Kammy laughed. “C’mon,” she said, taking Jennifer’s hand and skipping around the carousel in the opposite direction. “We’ll sneak up on it.”

Milada had thought that giving Kammy a company in which she could invest her intellectual passions would make her happy. But nothing like this. Nothing like this. Kammy only needed to be reminded about what she was capable of, and she could do it. She’d always been that way, and her older sister was the person to provide the motivation.

This was not a responsibility Milada could shoulder. The iniquity of Eli’s house shall not be purged with sacrifice nor offering. Rachel had promised her forgiveness. But Milada had left off the last word of that verse: forever. She had eaten from the tree of life and would live forever in her sins.

The taste of that bitter fruit had grown almost palatable. It might grow sweet in time. She harbored no expectations. This was simply the way the world was. Some truths about herself were not difficult to accept.

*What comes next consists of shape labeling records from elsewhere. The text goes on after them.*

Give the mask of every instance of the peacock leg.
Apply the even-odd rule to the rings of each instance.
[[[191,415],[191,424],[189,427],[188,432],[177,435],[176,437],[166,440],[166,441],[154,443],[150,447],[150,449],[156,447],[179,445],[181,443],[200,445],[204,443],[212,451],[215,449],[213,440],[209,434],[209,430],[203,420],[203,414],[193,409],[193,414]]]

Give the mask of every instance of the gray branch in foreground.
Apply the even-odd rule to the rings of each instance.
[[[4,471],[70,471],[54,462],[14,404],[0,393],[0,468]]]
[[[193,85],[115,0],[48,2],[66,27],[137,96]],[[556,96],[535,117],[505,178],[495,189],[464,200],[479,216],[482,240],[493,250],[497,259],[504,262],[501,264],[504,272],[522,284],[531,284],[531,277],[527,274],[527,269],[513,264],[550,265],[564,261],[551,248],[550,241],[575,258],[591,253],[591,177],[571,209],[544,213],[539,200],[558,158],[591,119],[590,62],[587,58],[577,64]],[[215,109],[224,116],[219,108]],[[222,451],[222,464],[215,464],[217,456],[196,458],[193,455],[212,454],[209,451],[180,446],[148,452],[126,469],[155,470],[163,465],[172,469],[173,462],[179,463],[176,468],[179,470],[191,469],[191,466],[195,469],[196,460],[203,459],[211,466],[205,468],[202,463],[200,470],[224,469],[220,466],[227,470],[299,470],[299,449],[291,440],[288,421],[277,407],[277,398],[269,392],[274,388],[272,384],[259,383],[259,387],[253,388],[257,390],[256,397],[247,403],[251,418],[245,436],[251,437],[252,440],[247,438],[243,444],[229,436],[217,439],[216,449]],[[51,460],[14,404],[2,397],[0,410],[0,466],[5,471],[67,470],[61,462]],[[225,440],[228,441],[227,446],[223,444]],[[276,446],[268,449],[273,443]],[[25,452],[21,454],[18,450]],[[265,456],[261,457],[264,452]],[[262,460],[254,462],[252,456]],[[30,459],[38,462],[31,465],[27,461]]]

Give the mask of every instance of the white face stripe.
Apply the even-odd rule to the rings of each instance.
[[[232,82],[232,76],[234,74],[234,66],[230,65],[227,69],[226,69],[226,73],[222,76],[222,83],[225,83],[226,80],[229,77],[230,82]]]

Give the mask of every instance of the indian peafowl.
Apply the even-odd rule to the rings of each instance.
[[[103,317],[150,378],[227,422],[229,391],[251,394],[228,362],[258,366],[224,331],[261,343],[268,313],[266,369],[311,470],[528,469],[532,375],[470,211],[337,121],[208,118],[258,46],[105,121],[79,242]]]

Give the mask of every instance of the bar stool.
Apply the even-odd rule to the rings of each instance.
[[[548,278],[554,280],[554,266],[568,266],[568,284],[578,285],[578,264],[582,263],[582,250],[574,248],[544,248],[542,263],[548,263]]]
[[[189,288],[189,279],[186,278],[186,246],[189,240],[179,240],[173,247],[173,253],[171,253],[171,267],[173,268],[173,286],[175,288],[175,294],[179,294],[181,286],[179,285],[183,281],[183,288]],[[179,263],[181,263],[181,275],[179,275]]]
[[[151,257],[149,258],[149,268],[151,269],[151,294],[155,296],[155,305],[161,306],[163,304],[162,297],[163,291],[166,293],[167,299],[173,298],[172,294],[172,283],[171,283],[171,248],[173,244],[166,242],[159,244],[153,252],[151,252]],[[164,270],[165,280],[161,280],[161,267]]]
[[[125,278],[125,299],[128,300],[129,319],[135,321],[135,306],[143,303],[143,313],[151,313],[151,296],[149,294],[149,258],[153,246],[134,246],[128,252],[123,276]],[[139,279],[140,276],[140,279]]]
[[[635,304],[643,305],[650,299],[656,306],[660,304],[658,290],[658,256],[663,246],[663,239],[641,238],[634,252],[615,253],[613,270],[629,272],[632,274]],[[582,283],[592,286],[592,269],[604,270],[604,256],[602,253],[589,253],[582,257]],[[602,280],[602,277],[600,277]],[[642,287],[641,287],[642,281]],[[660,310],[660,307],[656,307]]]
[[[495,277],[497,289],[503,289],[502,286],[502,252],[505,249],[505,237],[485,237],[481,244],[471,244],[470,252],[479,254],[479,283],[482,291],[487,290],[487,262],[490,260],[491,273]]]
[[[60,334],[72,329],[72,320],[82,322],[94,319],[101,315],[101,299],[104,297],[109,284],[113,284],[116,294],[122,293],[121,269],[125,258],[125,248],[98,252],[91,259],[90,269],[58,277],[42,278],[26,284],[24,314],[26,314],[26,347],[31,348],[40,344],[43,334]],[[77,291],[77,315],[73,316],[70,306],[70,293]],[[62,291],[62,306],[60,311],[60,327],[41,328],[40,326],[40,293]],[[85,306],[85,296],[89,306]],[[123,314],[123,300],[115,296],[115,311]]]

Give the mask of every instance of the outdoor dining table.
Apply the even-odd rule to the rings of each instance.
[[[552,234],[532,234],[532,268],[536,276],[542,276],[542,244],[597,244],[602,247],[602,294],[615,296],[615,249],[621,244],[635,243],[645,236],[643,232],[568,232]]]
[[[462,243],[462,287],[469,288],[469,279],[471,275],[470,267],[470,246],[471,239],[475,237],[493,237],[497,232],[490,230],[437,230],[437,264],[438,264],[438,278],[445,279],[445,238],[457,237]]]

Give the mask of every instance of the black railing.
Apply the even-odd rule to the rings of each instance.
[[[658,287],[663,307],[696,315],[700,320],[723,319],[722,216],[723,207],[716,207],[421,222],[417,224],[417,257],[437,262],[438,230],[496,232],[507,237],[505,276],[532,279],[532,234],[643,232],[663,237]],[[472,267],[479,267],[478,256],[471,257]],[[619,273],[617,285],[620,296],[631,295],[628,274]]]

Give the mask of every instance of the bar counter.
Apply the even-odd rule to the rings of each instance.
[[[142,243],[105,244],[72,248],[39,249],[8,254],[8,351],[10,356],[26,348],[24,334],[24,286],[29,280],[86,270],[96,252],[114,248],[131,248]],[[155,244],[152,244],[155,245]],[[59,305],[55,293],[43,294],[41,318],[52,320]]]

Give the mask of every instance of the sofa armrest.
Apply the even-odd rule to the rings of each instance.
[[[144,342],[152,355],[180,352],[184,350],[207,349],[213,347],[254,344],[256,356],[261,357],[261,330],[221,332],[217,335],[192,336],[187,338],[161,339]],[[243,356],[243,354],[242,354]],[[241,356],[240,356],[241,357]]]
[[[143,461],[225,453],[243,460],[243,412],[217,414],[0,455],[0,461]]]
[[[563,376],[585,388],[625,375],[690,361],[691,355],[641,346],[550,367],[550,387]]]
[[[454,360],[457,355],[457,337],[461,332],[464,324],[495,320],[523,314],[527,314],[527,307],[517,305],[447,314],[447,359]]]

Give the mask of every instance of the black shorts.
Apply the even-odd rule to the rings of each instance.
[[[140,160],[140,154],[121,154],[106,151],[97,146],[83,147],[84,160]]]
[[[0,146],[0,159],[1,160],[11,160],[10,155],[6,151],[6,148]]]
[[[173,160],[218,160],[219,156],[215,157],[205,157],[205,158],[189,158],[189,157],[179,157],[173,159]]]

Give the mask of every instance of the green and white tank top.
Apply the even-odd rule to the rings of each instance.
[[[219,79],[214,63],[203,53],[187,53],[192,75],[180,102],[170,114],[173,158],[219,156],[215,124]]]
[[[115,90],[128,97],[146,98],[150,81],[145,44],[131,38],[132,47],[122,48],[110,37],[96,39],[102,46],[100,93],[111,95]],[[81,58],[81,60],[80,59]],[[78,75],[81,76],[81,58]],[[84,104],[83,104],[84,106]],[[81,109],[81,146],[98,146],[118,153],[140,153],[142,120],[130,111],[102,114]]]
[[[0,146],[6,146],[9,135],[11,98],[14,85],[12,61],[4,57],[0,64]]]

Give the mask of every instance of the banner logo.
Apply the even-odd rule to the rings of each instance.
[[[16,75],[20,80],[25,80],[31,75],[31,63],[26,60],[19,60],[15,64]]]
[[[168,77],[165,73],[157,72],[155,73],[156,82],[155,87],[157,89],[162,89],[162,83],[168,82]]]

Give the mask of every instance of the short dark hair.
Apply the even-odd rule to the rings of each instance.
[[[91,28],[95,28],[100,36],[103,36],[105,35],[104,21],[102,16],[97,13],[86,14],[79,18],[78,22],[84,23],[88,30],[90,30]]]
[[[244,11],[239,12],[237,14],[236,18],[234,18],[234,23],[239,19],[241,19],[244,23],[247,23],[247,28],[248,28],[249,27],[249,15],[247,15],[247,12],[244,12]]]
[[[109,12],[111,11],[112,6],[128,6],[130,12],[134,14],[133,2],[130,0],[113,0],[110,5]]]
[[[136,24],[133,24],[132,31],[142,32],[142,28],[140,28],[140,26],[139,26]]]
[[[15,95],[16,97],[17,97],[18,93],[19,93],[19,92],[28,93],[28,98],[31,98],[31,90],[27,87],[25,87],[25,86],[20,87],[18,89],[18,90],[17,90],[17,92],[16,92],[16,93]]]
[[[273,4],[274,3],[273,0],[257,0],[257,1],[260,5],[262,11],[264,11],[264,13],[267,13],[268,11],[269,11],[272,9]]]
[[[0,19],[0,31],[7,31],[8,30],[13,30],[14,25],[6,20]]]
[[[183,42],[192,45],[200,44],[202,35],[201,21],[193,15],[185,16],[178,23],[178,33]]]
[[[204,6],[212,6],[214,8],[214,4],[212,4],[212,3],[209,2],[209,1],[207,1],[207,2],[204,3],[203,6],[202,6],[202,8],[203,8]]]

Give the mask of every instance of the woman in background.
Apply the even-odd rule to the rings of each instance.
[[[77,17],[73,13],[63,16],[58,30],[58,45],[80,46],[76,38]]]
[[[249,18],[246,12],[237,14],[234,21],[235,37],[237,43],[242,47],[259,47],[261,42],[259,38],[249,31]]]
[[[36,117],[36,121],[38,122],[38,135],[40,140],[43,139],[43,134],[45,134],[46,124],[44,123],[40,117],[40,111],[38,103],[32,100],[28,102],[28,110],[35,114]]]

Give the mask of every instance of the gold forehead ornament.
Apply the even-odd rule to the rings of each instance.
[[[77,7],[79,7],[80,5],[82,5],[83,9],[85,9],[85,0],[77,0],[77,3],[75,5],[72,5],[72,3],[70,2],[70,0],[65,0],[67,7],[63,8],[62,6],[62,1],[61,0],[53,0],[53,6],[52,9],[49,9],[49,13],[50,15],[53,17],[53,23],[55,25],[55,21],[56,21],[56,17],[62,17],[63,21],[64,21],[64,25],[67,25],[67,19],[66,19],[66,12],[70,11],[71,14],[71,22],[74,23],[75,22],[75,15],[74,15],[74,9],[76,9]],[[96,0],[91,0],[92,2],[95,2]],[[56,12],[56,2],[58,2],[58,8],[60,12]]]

In any event, she made a good aunt.

“Miss Daranyi.”

“Oh, Steven.” Milada glanced up with a tired smile. “Your service wasn’t sure you’d be available.”

“School doesn’t start until the middle of January,” he explained. He picked up her garment bag and looped the strap over his shoulder.

“You’re still on holiday, then?”

“We didn’t go anywhere this Christmas. Cynthia’s parents invited us to their place, but I guess there comes a point when your family is who you go home to every night. I’m sorry, did you have any other luggage?”

“Milly!” Kammy called out on cue. Jennifer chimed in, “Come and get your stuff!”

“Yes,” Milada said. “And speaking of which, you’ve got a few more passengers this time around.”